Locals also sell the highland’s commodities such as strawberries, blueberries, and blackberries in plastic boxes. Have a cup of bajigur, a warm coconut milk-based drink, to end the day. Feasting on the comfort food under Tangkuban Perahu’s tall pines makes everything even more memorable.
Tangkuban Perahu Opening Hours
Nature lovers can seep into this gorgeous site every day from 7 AM. It is closed at 5 PM, even before the day turns dark. Although vacationers cannot see the sunset, this natural tourism park is too good to miss. As for crater guests wanting to experience the three craters, the best advice is to come early. Remember that Kawah Upas and Domas require a walk for 30 minutes to an hour.
|Tangkuban Perahu Opening Hours|
|Monday – Sunday including public holidays||07:00 – 17:00 WIB|
Tangkuban Perahu Entrance Fee
Just like other tourist attractions in Indonesia. International tourists will have to pay a higher entrance fee. Tangkuban Perahu entrance fee costs Rp200.000 on weekdays and Rp300.000 on the weekend.

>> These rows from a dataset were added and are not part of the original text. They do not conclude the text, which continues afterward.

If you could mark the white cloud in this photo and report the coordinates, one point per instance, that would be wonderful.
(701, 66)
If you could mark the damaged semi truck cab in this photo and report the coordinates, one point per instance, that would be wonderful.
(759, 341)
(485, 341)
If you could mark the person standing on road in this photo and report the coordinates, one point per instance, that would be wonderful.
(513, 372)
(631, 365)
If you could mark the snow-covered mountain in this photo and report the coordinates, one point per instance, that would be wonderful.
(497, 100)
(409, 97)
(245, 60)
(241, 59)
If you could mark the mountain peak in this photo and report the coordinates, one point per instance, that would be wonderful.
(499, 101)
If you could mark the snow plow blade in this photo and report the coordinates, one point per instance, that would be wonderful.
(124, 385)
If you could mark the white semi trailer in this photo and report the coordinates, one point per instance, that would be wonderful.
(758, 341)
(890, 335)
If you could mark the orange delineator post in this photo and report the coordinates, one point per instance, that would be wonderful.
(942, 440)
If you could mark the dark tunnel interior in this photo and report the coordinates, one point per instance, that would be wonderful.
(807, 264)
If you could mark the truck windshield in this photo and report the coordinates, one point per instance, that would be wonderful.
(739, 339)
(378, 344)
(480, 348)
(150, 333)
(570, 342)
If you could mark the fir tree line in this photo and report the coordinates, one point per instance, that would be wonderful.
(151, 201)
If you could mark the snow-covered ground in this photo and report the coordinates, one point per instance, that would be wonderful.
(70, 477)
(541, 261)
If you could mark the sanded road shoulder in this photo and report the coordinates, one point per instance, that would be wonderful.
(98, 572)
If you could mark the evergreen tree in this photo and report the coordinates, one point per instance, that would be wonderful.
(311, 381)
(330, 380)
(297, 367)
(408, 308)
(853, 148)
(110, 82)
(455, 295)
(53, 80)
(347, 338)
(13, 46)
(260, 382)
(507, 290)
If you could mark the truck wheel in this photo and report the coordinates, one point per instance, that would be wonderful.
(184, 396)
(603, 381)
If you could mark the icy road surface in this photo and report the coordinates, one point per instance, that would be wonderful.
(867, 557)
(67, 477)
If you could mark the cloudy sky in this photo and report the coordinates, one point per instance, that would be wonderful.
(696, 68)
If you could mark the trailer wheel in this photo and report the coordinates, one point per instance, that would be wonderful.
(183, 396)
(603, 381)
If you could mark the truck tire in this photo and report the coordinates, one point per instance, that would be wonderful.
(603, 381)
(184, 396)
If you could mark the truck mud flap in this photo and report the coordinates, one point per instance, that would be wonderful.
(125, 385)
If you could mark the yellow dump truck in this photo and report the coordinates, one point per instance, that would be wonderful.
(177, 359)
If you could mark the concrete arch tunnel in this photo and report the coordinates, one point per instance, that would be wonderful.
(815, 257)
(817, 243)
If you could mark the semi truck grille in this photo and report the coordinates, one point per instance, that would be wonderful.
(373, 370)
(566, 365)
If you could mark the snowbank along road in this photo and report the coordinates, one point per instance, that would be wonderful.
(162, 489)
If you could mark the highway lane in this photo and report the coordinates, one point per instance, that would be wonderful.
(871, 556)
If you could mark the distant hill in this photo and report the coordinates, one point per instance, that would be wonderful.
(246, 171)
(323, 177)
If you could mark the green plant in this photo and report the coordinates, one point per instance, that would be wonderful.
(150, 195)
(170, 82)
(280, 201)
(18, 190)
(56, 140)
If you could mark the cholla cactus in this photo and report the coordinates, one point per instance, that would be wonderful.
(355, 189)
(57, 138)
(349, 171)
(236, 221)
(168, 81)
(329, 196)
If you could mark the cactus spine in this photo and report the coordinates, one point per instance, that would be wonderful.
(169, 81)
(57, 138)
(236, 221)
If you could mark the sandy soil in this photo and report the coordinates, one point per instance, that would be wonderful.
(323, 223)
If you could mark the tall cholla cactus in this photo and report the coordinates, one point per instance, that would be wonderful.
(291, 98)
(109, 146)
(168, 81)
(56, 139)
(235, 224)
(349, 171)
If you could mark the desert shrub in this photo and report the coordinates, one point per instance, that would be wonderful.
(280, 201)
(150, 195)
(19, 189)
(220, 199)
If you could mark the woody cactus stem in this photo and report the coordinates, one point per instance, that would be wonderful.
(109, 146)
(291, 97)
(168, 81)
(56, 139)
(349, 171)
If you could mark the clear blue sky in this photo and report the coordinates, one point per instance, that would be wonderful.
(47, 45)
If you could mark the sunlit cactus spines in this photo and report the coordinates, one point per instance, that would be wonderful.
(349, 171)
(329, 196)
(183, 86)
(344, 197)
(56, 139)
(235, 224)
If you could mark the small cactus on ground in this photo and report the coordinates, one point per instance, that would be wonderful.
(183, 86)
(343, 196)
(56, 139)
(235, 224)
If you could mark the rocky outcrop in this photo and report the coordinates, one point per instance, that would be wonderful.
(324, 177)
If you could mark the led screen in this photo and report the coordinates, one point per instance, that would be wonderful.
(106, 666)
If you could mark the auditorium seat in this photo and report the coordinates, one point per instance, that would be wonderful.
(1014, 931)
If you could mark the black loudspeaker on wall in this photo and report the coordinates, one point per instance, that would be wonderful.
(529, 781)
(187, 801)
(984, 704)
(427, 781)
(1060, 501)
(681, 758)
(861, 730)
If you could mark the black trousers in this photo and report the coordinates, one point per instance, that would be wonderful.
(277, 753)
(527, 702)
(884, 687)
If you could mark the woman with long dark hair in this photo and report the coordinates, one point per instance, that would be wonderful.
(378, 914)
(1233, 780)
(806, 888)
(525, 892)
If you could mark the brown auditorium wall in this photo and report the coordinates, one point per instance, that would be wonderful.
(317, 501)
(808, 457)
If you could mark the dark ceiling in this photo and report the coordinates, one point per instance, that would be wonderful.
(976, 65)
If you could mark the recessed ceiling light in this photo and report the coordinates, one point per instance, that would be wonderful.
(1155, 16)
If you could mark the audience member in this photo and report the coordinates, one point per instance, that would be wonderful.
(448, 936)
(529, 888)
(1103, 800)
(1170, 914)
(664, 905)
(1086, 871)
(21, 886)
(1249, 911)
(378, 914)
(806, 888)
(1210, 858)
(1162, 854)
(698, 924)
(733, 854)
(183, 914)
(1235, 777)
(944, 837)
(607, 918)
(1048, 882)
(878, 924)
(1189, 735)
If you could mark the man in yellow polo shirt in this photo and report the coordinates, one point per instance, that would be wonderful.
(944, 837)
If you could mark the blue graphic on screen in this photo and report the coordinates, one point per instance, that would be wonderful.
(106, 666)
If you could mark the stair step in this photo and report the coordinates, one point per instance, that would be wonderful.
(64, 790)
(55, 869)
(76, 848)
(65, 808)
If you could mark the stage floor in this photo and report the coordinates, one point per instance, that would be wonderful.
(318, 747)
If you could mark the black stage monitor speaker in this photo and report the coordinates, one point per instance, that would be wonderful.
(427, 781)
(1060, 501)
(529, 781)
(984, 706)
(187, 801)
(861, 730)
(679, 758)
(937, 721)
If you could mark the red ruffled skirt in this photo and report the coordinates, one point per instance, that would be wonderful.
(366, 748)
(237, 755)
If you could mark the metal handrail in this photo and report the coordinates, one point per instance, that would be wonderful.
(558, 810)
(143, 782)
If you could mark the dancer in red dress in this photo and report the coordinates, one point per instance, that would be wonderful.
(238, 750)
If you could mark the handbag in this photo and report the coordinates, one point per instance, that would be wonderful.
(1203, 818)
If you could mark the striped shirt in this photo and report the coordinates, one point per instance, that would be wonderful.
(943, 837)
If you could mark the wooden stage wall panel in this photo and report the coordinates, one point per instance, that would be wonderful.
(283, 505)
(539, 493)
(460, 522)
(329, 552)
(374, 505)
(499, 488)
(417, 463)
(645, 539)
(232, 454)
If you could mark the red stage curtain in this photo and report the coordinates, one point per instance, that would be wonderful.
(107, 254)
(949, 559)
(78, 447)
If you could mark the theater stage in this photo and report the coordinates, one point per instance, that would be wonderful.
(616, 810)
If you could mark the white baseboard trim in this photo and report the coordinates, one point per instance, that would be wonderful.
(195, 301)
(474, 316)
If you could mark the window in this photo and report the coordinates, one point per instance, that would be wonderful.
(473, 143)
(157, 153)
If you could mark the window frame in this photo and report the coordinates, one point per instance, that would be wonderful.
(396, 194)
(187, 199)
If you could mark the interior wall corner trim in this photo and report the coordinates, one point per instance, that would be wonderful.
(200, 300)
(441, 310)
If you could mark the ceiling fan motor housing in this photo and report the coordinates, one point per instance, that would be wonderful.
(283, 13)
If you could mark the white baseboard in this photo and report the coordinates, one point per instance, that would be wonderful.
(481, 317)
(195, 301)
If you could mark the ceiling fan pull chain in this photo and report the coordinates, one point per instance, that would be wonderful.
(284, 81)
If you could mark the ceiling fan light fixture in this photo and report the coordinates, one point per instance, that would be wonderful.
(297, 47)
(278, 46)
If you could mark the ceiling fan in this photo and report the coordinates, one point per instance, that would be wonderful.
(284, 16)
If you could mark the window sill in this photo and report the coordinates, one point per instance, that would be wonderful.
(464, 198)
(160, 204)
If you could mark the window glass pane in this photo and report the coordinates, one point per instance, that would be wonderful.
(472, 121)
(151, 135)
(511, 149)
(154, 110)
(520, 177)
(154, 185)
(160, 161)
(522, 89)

|Tangkuban Perahu Entrance Fee|
|Ticket||Rp200.000 (weekday) Rp300.000 (weekend)|
|Parking Fee Weekday||Rp12.000 (scooter) Rp25.000 (car)|
|Parking Fee Weekend||Rp17.000 (scooter) Rp35.000 (car)|
|Bicycle parking||Rp7.000 (weekday) Rp10.000 (weekend)|
|Ontang Anting Shuttle Bus Jayagiri – Kawah Ratu – Jayagiri||Rp7.000|
Restrooms and a praying room are available on the premises. There is huge space for parking lots and dozens of small eateries near the lot.
Guides are ready to escort travelers to Kawah Domas and Upas. Since the trek to both craters is quite moderate, it’s better to hire one. The fee for the guide costs around Rp100.000–Rp150.000, make sure to have a deal before going.
How To Get To Tangkuban Perahu
From Bandung’s Leuwi Panjang Bus Terminal, take a Bandung-Indramayu bus via Subang. Stop near the main gate of Tangkuban Perahu, before the border of West Bandung-Subang. People traveling by train to Bandung should stop at Bandung Train Station.
Take public transportation “angkot” serving Stasiun Bandung-Lembang and stop at an intersection of Lembang-Maribaya-Tangkuban Perahu. Take another angkot bound for Lembang-Cikole and stop near Tangkuban Perahu’s entrance.
Address & Location
The stratovolcano crater located in Jl. Tangkuban Perahu
Cikole Lembang, Bandung Barat district 40391.